AI answers are like the worst combination of an encyclopedia and the Internet. By giving "an answer" it looks authoritative like an encyclopedia, but it's just repeating what it thinks the next word ought to be. But unlike the Internet, one can't judge whether AI is right or not without knowing whether it's correct.
I feel like Google has enough money that they could just create a reliable Encyclopedia Galactica, if that's what they want.
Where Halford when you need him?
At least we could get someone who sounds like Halford.
43 you could probably train an AI on his comments to get a more than passable Halford. Come to think of it that might be the its best use case.
Train it and then turn it down just a bit to take the edge off.
And then get the software to read out the comments in Scarlett Johanssen's voice.
If there's no edge then it's not Halford
That's moving into Ship of Theseus territory and I'm not a philosopher.
39- mostly in skeets but this blog from soon after chatGPT was released has a good summary:
That illusory cognitive depth explains a lot of the aspects of the public reaction to ChatGPT, and also a lot of the things that are tricky about it. Here's one example. We have a strong bias to assume that when we ask somebody a factual question, either they'll answer with a basically correct factual answer or there will be strong indications that they aren't. Their intention is signaled in all sorts of ways -- there are whole books about it -- but in general if you ask somebody a question and they answer with a clear, authoritative answer, that's because they are pretty sure they actually know the relevant thing. They could be wrong, of course, but most of the time when we're wrong about something we suspect that we might be, and that fact gets signalled. ChatGPT, on the other hand, has no such metaknowledge. When you ask it a question it draws on its inexhaustibly huge reservoir of training data and synthesizes the most likely response to your query. Is that the correct response? It really has no idea. All it can say is that it's the most likely response. So any question you ask it will get a completely straightforward answer, which may or may not be correct.

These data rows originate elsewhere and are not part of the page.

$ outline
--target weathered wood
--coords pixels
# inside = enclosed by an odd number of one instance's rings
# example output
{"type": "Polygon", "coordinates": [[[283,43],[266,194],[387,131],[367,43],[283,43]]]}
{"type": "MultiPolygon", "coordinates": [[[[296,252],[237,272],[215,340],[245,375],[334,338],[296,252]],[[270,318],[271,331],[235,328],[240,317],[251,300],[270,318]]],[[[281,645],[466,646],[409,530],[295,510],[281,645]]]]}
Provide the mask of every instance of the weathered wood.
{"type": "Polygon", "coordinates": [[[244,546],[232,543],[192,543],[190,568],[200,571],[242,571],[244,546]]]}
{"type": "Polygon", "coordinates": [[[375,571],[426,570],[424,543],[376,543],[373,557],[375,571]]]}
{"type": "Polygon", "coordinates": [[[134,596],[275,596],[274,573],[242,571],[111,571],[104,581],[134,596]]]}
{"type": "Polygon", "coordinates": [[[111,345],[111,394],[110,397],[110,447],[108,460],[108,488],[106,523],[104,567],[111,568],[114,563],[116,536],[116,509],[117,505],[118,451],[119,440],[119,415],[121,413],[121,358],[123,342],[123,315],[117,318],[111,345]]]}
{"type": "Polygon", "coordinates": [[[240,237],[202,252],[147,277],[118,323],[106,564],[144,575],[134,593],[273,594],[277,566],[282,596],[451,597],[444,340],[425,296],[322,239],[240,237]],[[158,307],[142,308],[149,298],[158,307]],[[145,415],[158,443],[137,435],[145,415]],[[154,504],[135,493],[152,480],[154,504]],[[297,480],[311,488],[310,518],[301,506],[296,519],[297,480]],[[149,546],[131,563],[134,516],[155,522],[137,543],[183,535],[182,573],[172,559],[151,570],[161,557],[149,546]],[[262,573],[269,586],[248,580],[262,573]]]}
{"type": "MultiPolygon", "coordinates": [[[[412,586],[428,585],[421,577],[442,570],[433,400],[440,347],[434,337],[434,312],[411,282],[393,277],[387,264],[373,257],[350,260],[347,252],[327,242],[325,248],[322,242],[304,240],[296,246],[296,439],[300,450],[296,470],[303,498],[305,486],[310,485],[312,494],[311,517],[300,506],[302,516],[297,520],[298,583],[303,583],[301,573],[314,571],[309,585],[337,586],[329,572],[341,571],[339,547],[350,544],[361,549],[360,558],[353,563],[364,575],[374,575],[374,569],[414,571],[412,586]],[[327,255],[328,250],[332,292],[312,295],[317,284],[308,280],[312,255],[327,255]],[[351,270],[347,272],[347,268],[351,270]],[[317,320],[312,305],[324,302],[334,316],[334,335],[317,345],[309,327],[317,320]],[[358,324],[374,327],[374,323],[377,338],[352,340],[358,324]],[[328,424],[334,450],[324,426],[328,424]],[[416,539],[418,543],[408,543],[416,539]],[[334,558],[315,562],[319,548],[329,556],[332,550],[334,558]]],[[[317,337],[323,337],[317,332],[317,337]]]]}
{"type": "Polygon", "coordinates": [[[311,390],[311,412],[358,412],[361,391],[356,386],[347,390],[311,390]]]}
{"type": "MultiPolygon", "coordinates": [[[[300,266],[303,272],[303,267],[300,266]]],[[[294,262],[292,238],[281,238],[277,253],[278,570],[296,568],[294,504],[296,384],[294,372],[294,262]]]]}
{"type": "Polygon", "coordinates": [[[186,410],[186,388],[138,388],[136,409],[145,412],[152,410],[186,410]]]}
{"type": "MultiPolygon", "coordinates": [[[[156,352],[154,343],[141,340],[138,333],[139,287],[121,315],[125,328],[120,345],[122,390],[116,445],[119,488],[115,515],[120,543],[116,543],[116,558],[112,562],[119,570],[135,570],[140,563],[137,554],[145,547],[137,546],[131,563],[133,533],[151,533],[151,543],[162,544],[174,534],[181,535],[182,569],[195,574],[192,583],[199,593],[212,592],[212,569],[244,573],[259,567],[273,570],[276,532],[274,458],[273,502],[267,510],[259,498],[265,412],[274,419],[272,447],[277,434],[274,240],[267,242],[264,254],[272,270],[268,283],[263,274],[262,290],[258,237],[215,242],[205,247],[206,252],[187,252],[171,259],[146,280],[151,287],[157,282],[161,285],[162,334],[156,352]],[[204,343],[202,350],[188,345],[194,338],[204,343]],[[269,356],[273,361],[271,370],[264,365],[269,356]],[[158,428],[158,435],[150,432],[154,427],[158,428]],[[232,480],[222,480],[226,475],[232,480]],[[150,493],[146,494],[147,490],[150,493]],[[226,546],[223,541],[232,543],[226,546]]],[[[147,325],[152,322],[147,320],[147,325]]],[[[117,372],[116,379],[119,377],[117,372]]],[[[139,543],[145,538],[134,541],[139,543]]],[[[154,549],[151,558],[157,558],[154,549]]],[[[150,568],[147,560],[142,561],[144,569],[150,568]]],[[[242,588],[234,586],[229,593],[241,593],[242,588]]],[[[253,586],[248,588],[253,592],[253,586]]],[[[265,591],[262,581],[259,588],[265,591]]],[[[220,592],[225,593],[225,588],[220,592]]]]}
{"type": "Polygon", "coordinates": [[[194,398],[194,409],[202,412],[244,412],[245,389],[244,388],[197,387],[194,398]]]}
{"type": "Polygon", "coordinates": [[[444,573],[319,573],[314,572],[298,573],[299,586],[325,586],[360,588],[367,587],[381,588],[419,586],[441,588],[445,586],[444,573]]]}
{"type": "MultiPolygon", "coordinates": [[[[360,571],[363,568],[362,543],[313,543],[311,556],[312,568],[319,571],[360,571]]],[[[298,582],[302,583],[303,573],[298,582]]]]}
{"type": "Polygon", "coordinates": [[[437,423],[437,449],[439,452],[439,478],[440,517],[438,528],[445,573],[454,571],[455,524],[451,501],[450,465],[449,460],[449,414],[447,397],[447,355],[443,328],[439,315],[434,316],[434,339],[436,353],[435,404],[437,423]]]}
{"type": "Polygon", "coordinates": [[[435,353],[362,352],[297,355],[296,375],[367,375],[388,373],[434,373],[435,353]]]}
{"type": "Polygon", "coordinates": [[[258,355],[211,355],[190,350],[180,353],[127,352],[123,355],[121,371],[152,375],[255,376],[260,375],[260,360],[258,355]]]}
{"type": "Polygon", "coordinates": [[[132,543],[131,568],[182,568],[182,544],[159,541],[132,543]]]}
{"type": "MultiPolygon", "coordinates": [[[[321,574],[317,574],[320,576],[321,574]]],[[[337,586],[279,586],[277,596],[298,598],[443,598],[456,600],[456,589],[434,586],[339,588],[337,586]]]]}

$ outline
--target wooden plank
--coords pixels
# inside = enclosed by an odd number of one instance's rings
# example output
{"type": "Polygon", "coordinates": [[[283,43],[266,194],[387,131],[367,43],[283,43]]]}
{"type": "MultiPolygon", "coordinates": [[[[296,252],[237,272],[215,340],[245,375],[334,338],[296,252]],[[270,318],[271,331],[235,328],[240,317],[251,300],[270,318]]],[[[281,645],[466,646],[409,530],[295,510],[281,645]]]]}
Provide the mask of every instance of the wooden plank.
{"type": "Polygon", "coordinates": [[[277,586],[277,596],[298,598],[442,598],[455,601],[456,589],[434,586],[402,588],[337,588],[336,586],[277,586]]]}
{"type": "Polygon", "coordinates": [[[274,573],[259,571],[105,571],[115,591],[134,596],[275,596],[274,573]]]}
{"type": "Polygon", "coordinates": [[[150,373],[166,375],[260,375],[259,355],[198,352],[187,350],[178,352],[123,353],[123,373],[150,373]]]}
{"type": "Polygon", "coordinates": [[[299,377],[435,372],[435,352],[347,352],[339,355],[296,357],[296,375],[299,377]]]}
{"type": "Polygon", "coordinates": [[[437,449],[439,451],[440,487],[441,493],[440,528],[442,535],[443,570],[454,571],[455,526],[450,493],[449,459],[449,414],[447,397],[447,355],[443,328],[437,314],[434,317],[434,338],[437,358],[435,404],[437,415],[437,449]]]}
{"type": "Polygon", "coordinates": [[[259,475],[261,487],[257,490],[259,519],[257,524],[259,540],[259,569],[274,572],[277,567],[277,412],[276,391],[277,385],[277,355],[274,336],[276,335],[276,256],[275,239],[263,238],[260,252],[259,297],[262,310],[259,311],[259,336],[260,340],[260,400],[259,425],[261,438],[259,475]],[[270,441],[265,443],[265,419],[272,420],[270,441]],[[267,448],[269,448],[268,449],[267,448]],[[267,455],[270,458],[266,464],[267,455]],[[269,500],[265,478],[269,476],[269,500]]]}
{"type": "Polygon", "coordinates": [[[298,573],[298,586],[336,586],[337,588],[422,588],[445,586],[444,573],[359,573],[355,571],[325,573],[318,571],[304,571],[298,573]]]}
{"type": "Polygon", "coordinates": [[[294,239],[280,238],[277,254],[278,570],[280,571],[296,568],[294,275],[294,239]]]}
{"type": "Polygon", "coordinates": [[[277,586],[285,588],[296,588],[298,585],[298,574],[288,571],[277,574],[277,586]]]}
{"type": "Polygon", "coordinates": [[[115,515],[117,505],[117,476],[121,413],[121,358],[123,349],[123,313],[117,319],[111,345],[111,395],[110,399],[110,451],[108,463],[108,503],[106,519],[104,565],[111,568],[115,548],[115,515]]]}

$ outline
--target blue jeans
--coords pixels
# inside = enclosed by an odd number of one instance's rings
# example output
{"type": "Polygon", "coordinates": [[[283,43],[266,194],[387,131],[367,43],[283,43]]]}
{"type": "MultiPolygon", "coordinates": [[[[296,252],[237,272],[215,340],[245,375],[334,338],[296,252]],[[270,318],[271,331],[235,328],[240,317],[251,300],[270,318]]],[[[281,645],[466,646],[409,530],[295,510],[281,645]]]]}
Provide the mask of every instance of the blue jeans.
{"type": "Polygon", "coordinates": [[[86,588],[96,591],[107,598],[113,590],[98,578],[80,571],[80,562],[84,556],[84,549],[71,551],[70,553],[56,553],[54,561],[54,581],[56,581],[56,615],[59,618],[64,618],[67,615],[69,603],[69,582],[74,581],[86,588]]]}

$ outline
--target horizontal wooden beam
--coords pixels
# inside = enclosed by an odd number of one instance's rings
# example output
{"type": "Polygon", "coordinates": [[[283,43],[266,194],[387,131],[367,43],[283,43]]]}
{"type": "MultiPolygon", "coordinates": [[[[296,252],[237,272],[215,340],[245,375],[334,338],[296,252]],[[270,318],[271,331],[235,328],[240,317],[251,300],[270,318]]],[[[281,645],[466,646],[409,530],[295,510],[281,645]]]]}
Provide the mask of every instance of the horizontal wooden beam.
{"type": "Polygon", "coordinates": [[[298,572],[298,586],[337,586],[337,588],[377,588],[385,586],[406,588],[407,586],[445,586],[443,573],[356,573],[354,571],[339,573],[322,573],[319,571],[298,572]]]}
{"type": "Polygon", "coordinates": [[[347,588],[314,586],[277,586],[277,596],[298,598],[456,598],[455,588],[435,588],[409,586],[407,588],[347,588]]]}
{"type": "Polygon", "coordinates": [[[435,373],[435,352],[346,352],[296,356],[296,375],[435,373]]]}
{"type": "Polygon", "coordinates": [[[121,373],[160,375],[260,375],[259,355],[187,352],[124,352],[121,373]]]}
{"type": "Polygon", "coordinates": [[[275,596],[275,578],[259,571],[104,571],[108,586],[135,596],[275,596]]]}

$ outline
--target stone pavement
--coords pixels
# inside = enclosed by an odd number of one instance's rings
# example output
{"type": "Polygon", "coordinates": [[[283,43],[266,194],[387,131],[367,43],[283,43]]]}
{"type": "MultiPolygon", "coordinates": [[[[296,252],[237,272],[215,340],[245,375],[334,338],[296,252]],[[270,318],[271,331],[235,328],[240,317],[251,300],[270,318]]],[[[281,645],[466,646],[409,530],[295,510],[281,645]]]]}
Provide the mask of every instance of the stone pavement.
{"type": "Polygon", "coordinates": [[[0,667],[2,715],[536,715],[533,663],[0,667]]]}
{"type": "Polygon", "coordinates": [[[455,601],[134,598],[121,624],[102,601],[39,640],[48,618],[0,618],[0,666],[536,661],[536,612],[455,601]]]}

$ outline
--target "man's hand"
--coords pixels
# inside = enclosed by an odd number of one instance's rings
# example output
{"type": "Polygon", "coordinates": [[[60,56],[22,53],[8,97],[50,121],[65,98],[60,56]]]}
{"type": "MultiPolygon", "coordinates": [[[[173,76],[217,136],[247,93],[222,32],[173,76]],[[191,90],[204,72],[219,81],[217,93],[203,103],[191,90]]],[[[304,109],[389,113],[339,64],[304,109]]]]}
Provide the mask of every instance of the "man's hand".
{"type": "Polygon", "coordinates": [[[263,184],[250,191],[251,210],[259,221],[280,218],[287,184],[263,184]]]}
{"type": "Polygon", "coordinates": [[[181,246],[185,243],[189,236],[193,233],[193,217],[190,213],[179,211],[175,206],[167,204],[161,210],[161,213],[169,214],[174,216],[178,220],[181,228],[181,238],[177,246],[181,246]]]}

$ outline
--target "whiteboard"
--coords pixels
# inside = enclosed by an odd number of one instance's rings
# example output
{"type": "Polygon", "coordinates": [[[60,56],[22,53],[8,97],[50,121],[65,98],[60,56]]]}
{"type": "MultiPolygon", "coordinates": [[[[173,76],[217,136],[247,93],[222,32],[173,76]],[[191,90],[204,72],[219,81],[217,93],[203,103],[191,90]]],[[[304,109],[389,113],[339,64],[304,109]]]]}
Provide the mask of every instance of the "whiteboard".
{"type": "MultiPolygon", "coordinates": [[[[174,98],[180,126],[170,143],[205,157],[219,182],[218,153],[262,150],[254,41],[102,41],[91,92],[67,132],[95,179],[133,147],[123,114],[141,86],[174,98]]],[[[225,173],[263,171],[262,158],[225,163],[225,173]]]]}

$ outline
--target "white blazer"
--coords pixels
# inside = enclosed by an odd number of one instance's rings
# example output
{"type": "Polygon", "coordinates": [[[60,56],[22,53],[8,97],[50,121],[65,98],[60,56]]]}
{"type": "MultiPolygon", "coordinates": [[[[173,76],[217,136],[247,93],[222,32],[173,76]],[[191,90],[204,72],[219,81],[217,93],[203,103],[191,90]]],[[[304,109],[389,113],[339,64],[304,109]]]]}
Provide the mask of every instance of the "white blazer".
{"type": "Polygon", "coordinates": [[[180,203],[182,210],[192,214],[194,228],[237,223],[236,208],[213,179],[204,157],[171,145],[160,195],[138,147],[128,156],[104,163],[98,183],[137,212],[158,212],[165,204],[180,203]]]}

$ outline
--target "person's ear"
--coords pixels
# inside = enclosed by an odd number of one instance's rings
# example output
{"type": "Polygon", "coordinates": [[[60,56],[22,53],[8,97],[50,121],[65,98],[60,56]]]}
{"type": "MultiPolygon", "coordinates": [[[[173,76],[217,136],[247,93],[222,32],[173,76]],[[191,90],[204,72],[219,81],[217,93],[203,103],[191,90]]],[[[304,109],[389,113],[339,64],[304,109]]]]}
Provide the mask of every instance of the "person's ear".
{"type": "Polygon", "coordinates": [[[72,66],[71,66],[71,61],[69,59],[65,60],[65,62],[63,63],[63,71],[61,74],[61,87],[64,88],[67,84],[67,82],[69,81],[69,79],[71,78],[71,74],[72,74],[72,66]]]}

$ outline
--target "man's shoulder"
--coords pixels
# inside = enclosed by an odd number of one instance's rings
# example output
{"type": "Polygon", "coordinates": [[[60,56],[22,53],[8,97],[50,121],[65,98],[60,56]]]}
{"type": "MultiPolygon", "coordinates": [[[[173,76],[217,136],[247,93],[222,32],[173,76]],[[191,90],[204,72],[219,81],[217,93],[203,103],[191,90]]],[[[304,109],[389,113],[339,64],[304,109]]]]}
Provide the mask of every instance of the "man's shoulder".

49 Successful replication of Dunning-Kruger using LLMs
20 was me. I blame AI for erasing my name.
I'm not actually sure what is AI and what isn't.
The thing about AI that I'm starting to worry about is robocalls. I get so many and they are so obviously robots. But what if they were less obviously robots?
I mean, I should stop answering the phone. But people who I don't know do sometimes call me and it's important.